We're also handy if you have a handful of scratchers.

From Wired (via Felix Salmon):
The trick itself is ridiculously simple. (Srivastava would later teach it to his 8-year-old daughter.) Each ticket contained eight tic-tac-toe boards, and each space on those boards—72 in all—contained an exposed number from 1 to 39. As a result, some of these numbers were repeated multiple times. Perhaps the number 17 was repeated three times, and the number 38 was repeated twice. And a few numbers appeared only once on the entire card. Srivastava’s startling insight was that he could separate the winning tickets from the losing tickets by looking at the number of times each of the digits occurred on the tic-tac-toe boards. In other words, he didn’t look at the ticket as a sequence of 72 random digits. Instead, he categorized each number according to its frequency, counting how many times a given number showed up on a given ticket. “The numbers themselves couldn’t have been more meaningless,” he says. “But whether or not they were repeated told me nearly everything I needed to know.” Srivastava was looking for singletons, numbers that appear only a single time on the visible tic-tac-toe boards. He realized that the singletons were almost always repeated under the latex coating. If three singletons appeared in a row on one of the eight boards, that ticket was probably a winner.
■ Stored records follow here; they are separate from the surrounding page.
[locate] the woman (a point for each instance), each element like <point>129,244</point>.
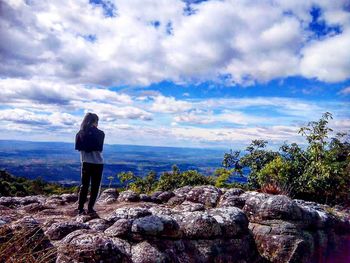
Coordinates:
<point>89,141</point>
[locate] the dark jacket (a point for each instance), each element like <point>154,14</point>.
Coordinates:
<point>91,140</point>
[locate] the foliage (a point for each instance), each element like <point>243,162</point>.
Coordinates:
<point>25,245</point>
<point>166,182</point>
<point>19,186</point>
<point>256,158</point>
<point>319,172</point>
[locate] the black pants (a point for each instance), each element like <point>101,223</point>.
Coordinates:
<point>93,172</point>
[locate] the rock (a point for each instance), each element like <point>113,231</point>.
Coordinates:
<point>206,195</point>
<point>27,237</point>
<point>20,201</point>
<point>69,198</point>
<point>224,250</point>
<point>260,207</point>
<point>183,191</point>
<point>128,196</point>
<point>128,213</point>
<point>89,246</point>
<point>124,246</point>
<point>145,252</point>
<point>35,207</point>
<point>121,228</point>
<point>282,242</point>
<point>148,225</point>
<point>197,225</point>
<point>162,197</point>
<point>232,198</point>
<point>236,201</point>
<point>188,206</point>
<point>161,210</point>
<point>232,220</point>
<point>145,198</point>
<point>176,200</point>
<point>98,224</point>
<point>108,196</point>
<point>86,218</point>
<point>54,200</point>
<point>59,230</point>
The next day, on his way into work, he stopped at the gas station and bought a few more tickets. Sure enough, all of these tickets contained the telltale pattern. The day after that he picked up even more tickets from different stores. These were also breakable. After analyzing his results, Srivastava realized that the singleton trick worked about 90 percent of the time, allowing him to pick the winning tickets before they were scratched.

For example the ticket below has one winning row. If you're having trouble spotting it the article has a step-by-step solution.

To make things even more interesting, there's evidence that Srivastava may not be the only one to have spotted the pattern.